I have some Sicilian sea salt but, unfortunately, it is combined with basil so I can't separate the two flavors. I also have some Baleine coarse sea salt from France. The Sicilian sea salt seems to have a smaller crystal size than the Baleine sea salt and can be reduced to a finer size by crushing it between your fingers. It's harder to do that with the Baleine sea salt. I think both salts are intended to be used more as condiments rather than as ingredients for a pizza dough. Certainly they can be used on top of a pizza as a condiment or in a sauce, but its utility in a pizza dough is much less clear.
I can confirm from my research that Una Pizza Napoletana uses Sicilian sea salt as a condiment for its pizzas but I have not been able to determine whether it is also used as an ingredient for the dough. There is no reason why the Sicilian sea salt can't be used in the dough also, but I think it may be a waste of a good--and expensive--salt that is better reserved for other uses.

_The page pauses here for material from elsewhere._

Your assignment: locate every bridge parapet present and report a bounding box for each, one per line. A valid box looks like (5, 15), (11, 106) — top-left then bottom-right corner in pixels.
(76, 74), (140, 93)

All salts, whether they are ordinary table salt, Kosher salt, or sea salt (fine or coarse) are essentially the same chemically, being primarily sodium chloride. The differences are how they are produced and processed. The sea salts are harvested from beds through evaporation and have more minerals and no additives or anti-caking agents. So they are more natural (they can even have different colors and flavors) and may have a bit more mineral nutritional value but not necessarily a significant value over other salt forms when incorporated as an ingredient in a pizza dough. Ordinary table salt is usually mined from underground deposits, stripped of some of the nutrients during processing, and supplemented with additives (including iodides) and anti-caking agents (so that the salt crystals don't clump). It is not as natural as sea salt but it won't behave much differently from a chemical standpoint when used in a dough. Kosher salt has larger crystals (flakes) than the other two forms and is lighter than the other salts, and usually has no additives (although it may have anti-caking agents), but, again, its performance in a dough is not materially different than the other forms of salt.
I have read of tests that have been performed to compare the effects of all of the above forms of salt in yeasted dough products and the results seem to suggest that people can't tell the difference. My personal experience is in line with those test results. Even when I lay out all the forms of salt I have on a table and taste them, the differences are minor.
As for your tomato sauce "brightness" dilemma, have you tried adding red wine vinegar and/or lemon juice to your sauce? This is something that Peter Reinhart recommends in his book American Pie (he recommends 2 T. of the red wine vinegar and/or lemon juice for a 28-oz. can of crushed tomatoes).